Addressing the “Investment Contract” Question
The framework also tackles the complex application of the Howey Test, the Supreme Court precedent used to determine if an asset is an “investment contract” and thus a security. Atkins clarified that even if a crypto asset itself is not a security, its offering could be if sold as part of an investment contract.

A pivotal part of the new interpretation defines when such an investment contract ends. The SEC will consider the contract concluded once the “essential managerial efforts” promised by a project team are fully completed or have permanently ceased. At that point, the underlying digital asset could be freed from securities law constraints.
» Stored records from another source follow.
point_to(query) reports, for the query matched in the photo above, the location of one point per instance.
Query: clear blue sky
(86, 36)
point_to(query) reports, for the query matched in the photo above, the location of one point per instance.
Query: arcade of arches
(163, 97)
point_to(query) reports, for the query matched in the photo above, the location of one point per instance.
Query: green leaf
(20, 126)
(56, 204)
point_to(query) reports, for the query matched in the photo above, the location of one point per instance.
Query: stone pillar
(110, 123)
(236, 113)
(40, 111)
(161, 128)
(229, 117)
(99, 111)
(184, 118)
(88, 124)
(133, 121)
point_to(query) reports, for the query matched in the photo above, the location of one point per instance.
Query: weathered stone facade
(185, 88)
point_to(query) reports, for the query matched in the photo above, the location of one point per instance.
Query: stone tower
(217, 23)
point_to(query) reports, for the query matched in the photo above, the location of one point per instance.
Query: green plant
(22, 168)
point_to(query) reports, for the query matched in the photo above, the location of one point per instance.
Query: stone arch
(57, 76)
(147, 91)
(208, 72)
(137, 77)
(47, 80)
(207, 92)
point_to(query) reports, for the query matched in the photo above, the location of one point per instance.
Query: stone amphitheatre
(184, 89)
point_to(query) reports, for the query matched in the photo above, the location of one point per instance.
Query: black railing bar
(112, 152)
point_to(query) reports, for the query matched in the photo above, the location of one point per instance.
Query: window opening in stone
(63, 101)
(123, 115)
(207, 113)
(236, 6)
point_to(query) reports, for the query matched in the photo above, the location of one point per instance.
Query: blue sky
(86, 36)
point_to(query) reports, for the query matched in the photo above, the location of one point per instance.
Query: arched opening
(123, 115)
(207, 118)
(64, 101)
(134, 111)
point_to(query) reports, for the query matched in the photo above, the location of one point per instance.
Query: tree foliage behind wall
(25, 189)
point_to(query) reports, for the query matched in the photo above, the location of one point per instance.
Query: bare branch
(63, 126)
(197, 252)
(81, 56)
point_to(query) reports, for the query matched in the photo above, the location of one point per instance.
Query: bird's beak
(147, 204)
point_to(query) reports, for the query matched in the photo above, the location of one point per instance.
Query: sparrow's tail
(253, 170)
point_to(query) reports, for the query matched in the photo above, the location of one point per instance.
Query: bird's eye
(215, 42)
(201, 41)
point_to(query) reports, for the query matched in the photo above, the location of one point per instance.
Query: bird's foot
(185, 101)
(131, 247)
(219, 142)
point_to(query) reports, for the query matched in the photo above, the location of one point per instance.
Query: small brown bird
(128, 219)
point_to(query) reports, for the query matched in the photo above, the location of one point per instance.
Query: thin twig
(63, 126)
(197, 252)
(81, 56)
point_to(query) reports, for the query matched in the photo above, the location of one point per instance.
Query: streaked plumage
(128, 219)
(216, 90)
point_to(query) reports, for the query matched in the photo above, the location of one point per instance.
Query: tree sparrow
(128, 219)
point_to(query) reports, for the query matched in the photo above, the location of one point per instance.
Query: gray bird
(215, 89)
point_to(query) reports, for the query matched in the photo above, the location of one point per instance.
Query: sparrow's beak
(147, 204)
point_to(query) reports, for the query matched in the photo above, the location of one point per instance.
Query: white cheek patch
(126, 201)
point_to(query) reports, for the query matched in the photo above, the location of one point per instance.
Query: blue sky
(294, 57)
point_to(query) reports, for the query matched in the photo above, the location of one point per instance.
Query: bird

To ensure transparency, the framework mandates that project teams must clearly disclose all representations and promises related to these efforts, so purchasers understand exactly what rights or expectations they are buying.
The guidance also extends to specific activities, stating that Bitcoin mining, airdrops, and protocol staking—when conducted without ongoing managerial promises—generally would not constitute securities offerings under this interpretation.
Pathways for Compliance: Proposed Exemptions and Rulemaking
Beyond interpretation, Chair Atkins previewed a broader rulemaking initiative, dubbed “Regulation Crypto Assets,” intended to create structured, compliant pathways for industry growth. Key proposals include:
- A startup exemption allowing developers to raise up to $5 million over a period of four years.
- A fundraising exemption permitting raises of up to $75 million in a 12-month period, contingent on specific disclosure requirements.
- A formal investment contract safe harbor to provide certainty on when and how crypto assets shed their security status post-offering.
Atkins indicated the SEC Commission will consider publishing these proposals for public comment in the coming weeks. He stressed, however, that comprehensive market structure legislation from Congress is ultimately needed to “future-proof” crypto regulation.
Looking to Congress: The CLARITY Act
Pointing to ongoing bipartisan efforts on Capitol Hill, Atkins specifically referenced the CLARITY Act (Clarity for Digital Assets, Innovation, and Technology) as a potential legislative foundation. This bill, among other things, would codify distinctions between commodities and securities and assign primary regulatory authority over crypto commodities to the CFTC. The SEC’s new framework appears designed to operate in parallel with, and potentially inform, such congressional action.